Failing to plan is planning to fail
16 December 2016
Staff availability, pre-planned maintenance, good communication and keeping a close eye on the weather, are some of the key factors to making sure busy distribution centres and depots can cope with the surge in demand from the retail sector across the holiday period.
‘Lose one depot and you lose up to 80 stores’ is a mantra often heard around the world of facility managers; the professionals who are responsible for the effective and efficient running of the network of vital depots and distribution centres on which the UK retail sector depends.
Add in the increased pressure associated with servicing multiple retail locations that anticipate their turnover levels to at least treble in the run-up to the peak Christmas and New Year period, and it is critical that FM services do all they can to keep essential support services operational.
While seven day opening is now commonplace across the retail sector, nonetheless the sheer increase in the volume of goods to be handled as December progresses is substantial.
Figures from the Centre for Retail Research indicate that sales topped £75bn in the six weeks leading up to the end of 2015.
With most experts pinpointing the last full shopping day before Christmas as the peak of demand, most activity tends to concentrate on ensuring that stock control and deliveries remain consistent and on schedule in the two to three weeks before December 25th as consumer demand starts to magnify.
It is during these weeks that the operations at distribution centres and depots are at full stretch.
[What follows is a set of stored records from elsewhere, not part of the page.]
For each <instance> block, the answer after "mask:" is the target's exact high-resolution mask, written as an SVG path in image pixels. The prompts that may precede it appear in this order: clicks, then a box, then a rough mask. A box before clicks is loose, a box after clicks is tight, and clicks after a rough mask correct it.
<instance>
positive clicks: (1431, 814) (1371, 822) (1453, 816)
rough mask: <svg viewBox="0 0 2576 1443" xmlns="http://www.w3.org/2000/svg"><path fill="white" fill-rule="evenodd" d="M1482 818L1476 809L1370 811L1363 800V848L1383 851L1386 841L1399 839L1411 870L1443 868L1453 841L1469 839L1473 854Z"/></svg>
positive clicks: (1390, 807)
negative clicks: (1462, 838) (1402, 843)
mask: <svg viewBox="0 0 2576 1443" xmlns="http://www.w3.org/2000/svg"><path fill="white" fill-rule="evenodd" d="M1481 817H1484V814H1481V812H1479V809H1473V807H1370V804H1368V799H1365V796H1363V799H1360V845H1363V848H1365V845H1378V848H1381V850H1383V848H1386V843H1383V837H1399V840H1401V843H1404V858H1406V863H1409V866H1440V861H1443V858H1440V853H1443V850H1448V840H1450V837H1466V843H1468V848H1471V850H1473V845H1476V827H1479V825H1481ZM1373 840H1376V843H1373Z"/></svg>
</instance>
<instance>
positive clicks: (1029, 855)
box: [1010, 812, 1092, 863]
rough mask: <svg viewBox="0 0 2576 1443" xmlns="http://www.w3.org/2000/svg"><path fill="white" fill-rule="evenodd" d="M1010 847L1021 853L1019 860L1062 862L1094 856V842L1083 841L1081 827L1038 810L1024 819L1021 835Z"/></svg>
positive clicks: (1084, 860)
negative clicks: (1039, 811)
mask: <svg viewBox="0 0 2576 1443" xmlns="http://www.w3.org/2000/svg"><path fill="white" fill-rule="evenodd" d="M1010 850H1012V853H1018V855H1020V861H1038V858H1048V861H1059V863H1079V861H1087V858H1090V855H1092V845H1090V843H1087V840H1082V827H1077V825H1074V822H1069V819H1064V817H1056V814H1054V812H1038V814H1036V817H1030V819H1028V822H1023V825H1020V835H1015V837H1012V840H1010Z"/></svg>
Nothing can happen without staff, so high employee availability is key across this timescale.
Many depots look to enforce a holiday freeze so staffing levels are optimised and essential staff are ready and prepared to deliver a 24/7 reactive response to technical issues if required.
FMs who can liaise with the workforce in the months ahead of December to organise rotas, shift patterns and escalation routes if a major problem happens, can ensure everyone is on board and understands the importance of the period to all stakeholders.
Equipment availability – pre-plan
Many operational facets of a distribution centre or depot will be severely tested during the peak build-up period, and it is essential all equipment and services are available at all times.
Pre-planned maintenance and servicing regimes should be completed by the end of November at the latest, so not only will equipment be in full working order with only a minimal chance of breakdown, but maintenance personnel will be free to speedily react to unforeseen operational problems as they occur on the ground.
A fast response to all aspects of operation that could cause an issue - from temperature control of perishable goods, to fork lift trucks and even electrical gates - can prevent a small issue escalating into a major concern that could affect vital delivery schedules to stores waiting for stock.
Pre-planning should also include a ban on all non-essential maintenance work at this time so staff know where the priority lies for the period – which is to keep everything on track and working.
One of the most critical elements in optimising the efficiency of a distribution centre/depot’s performance is the role of loading bays.
With some large-scale depots using up to 250 loading bays and having to carefully match specific loading bay operation functionality to the appropriate transportation, it’s very important that all bays are fully working and constantly available.
Problems in this area can have a profound knock-on effect in terms of transportation scheduling, with lorries having to wait unnecessarily to gain access to the site and the resulting delays causing issues further down the supply chain.
Again, pre-planning in terms of servicing can ensure any electrical and mechanical-related problems are minimised, each loading bay is fully available and deliveries can happen as predicted.
Establishing good communication channels between all parties will also aid the smooth running of operations during a hectic period.
Daily liaison between FM and distribution personnel can often pre-empt potential problems with both sides appreciating the stresses and strains they are each under.
Working together through a joined-up operational strategy on the ground and regular dialogue, will provide a solid foundation for a trouble-free period.
Likewise, clear channels of communication need to be established with specialist third party contractors so that, if required, additional expert skills can be swiftly employed to deal with particularly complex technical challenges such as refrigeration.
The state of the weather is one thing that cannot be controlled and British winters are renowned for serving up exceptional conditions, be they heavy rainfall and floods, snow and ice or fog – all of which can impact a distribution centre’s ability to service the retail outlets that depend upon it.
However, with the amount of forecasting information now readily available, no-one need be surprised or caught out, and paying attention to this information can help alleviate potential problems.
Good contingency planning in the case of adverse weather striking is an essential element for all parties, so that alternative arrangements can be made to ensure goods are where they need to be, when they need to be there.
‘Expect the unexpected’ is a good rule of thumb and given the experience of some recent UK winters, it is clear that planning to deal with challenging weather conditions is an important consideration.
Finally, adopting a strategy of continuous improvement can aid future performance. Undertaking a thorough post-peak period review covering all aspects of the FM operation can highlight successes and identify areas for future improvement.
The holiday period is normally a time to relax and unwind for the majority of the population.
For those responsible for the smooth running of distribution centres and depots which service the vast UK retail sector, it can be a period of high pressure and high expectation.
With careful pre-planning, good communication and a flexible approach, such pressures can be successfully handled and a return to New Year normality enjoyed.